Blame on parental training and consent
One of the key findings of the Calcutta leg of the study is the high rate of accidents and near-misses involving adolescents.

Anasuya Basu   |   Calcutta   |   Published 12.01.19, 10:23 AM

Underage drivers routinely take the wheel in Calcutta and only 10 per cent of them have ever been caught and prosecuted, according to a study that paints an alarming picture of road-safety habits and enforcement in a city where fatal accidents are rising.

The study by the SaveLife Foundation, supported by the automobile company Nissan India, found that 63.6 per cent of the parents surveyed had taught their children driving at least four years before they became eligible for a licence.

While most of these parents said their children rarely drove unsupervised, conversations with adolescent drivers revealed that most of them were regulars at the wheel.

Around 50 per cent of them said they almost always drove unsupervised.

Piyush Tewari, founder and CEO of the SaveLife Foundation, said the outcome of the nationwide study reflected the lack of adult accountability for road safety. “This report documents, for the first time in India, the state of child safety on our roads. It is high time adult accountability be made mandatory across the country.”

When the children were asked at what age they had learned or started driving, 57 per cent of the respondents said they did so when they were between 12 and 14 years old. More than 6 per cent admitted to learning driving when they were in the age group 9 to 11.

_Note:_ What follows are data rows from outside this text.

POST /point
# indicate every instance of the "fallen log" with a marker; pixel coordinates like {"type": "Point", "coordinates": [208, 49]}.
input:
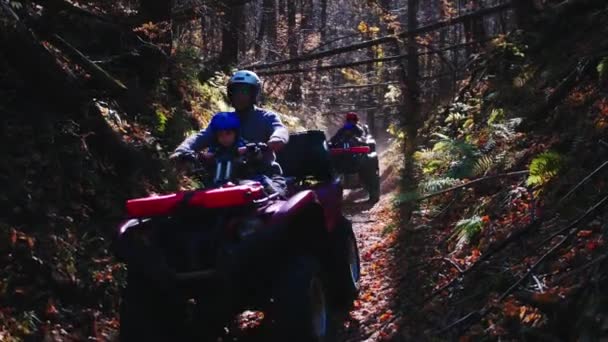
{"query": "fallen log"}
{"type": "Point", "coordinates": [99, 74]}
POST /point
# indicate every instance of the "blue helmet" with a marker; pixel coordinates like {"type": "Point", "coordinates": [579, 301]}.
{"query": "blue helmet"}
{"type": "Point", "coordinates": [349, 126]}
{"type": "Point", "coordinates": [224, 121]}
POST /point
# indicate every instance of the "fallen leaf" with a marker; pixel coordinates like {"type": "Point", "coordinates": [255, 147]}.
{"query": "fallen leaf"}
{"type": "Point", "coordinates": [584, 233]}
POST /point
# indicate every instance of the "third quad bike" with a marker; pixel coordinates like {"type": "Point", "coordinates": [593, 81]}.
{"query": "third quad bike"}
{"type": "Point", "coordinates": [356, 160]}
{"type": "Point", "coordinates": [197, 258]}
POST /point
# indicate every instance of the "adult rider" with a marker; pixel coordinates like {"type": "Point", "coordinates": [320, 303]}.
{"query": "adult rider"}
{"type": "Point", "coordinates": [257, 125]}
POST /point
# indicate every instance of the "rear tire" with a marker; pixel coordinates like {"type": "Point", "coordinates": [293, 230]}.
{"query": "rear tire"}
{"type": "Point", "coordinates": [347, 271]}
{"type": "Point", "coordinates": [374, 187]}
{"type": "Point", "coordinates": [149, 314]}
{"type": "Point", "coordinates": [301, 308]}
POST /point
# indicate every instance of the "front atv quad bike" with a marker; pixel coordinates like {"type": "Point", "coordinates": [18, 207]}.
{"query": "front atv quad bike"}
{"type": "Point", "coordinates": [358, 166]}
{"type": "Point", "coordinates": [231, 247]}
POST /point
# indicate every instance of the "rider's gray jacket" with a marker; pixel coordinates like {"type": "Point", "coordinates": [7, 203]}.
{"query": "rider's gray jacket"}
{"type": "Point", "coordinates": [259, 125]}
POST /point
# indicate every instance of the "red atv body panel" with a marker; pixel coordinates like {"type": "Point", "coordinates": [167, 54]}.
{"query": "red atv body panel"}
{"type": "Point", "coordinates": [212, 199]}
{"type": "Point", "coordinates": [352, 150]}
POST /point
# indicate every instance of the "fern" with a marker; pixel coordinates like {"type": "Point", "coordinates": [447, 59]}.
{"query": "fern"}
{"type": "Point", "coordinates": [466, 230]}
{"type": "Point", "coordinates": [436, 184]}
{"type": "Point", "coordinates": [496, 116]}
{"type": "Point", "coordinates": [483, 165]}
{"type": "Point", "coordinates": [505, 130]}
{"type": "Point", "coordinates": [543, 168]}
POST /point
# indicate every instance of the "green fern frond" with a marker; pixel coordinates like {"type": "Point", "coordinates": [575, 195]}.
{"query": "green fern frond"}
{"type": "Point", "coordinates": [543, 168]}
{"type": "Point", "coordinates": [436, 184]}
{"type": "Point", "coordinates": [483, 165]}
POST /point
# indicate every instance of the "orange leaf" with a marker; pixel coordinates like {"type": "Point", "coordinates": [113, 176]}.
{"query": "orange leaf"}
{"type": "Point", "coordinates": [584, 233]}
{"type": "Point", "coordinates": [51, 310]}
{"type": "Point", "coordinates": [592, 245]}
{"type": "Point", "coordinates": [385, 316]}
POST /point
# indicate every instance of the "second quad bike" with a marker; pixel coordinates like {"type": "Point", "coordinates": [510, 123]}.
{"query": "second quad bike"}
{"type": "Point", "coordinates": [356, 161]}
{"type": "Point", "coordinates": [197, 258]}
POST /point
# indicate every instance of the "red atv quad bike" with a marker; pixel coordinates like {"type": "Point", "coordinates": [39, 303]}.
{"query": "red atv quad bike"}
{"type": "Point", "coordinates": [356, 162]}
{"type": "Point", "coordinates": [198, 258]}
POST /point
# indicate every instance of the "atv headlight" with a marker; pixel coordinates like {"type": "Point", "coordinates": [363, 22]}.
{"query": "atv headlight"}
{"type": "Point", "coordinates": [249, 227]}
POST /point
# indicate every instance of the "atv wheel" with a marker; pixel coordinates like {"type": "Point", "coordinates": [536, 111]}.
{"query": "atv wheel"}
{"type": "Point", "coordinates": [301, 309]}
{"type": "Point", "coordinates": [374, 187]}
{"type": "Point", "coordinates": [148, 314]}
{"type": "Point", "coordinates": [348, 268]}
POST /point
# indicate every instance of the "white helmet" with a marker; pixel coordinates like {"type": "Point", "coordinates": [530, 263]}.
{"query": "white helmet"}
{"type": "Point", "coordinates": [246, 77]}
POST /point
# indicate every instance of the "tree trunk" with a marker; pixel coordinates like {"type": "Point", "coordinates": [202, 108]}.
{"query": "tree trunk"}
{"type": "Point", "coordinates": [267, 36]}
{"type": "Point", "coordinates": [323, 28]}
{"type": "Point", "coordinates": [524, 12]}
{"type": "Point", "coordinates": [295, 90]}
{"type": "Point", "coordinates": [233, 19]}
{"type": "Point", "coordinates": [474, 29]}
{"type": "Point", "coordinates": [155, 10]}
{"type": "Point", "coordinates": [411, 115]}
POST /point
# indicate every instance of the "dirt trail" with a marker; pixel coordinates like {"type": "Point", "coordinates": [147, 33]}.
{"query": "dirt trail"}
{"type": "Point", "coordinates": [373, 315]}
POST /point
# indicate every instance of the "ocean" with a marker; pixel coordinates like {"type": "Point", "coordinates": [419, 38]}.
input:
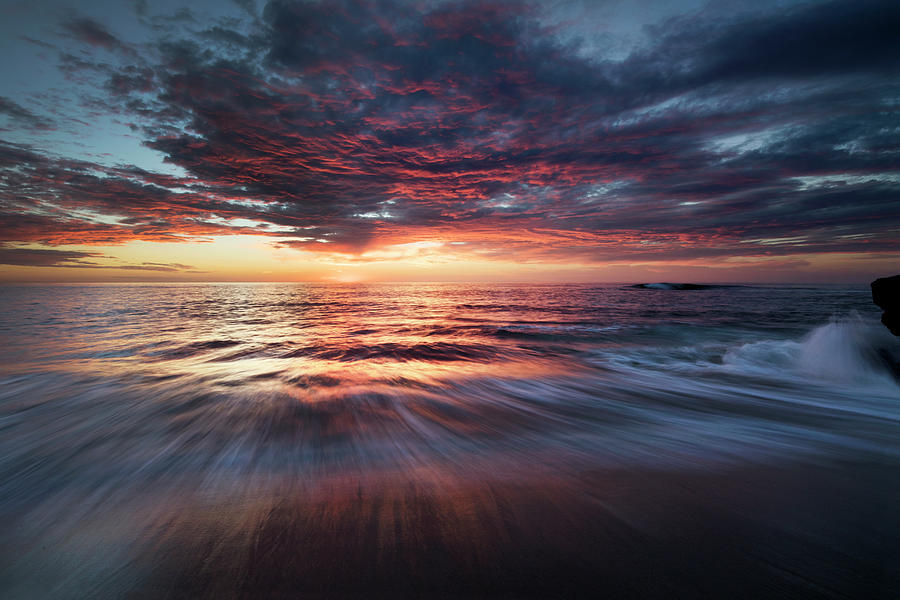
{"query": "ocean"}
{"type": "Point", "coordinates": [447, 440]}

The study pegged the number of underage drivers in Calcutta who take the wheel “always” at 9.1 per cent. As many 72.7 per cent of the underage respondents said they drove “sometimes”. When asked if their parents knew about it, almost everyone said they did.

Parental consent among the respondents was found to be 50 per cent. Barely 10 per cent of parents “disapproved and ensured that their children do not have access to a vehicle”. The remaining 40 per cent “only disapproved”.

“One of the key findings of the Calcutta leg of the study is the high rate of accidents and near-misses involving adolescents. The consistency of police verification of underage drivers is among the lowest,” an official of the NGO said.

According to a World Health Organisation note on driving behaviour among adolescents, while older children may acquire skills, the adolescent age group also tends to actively seek risks.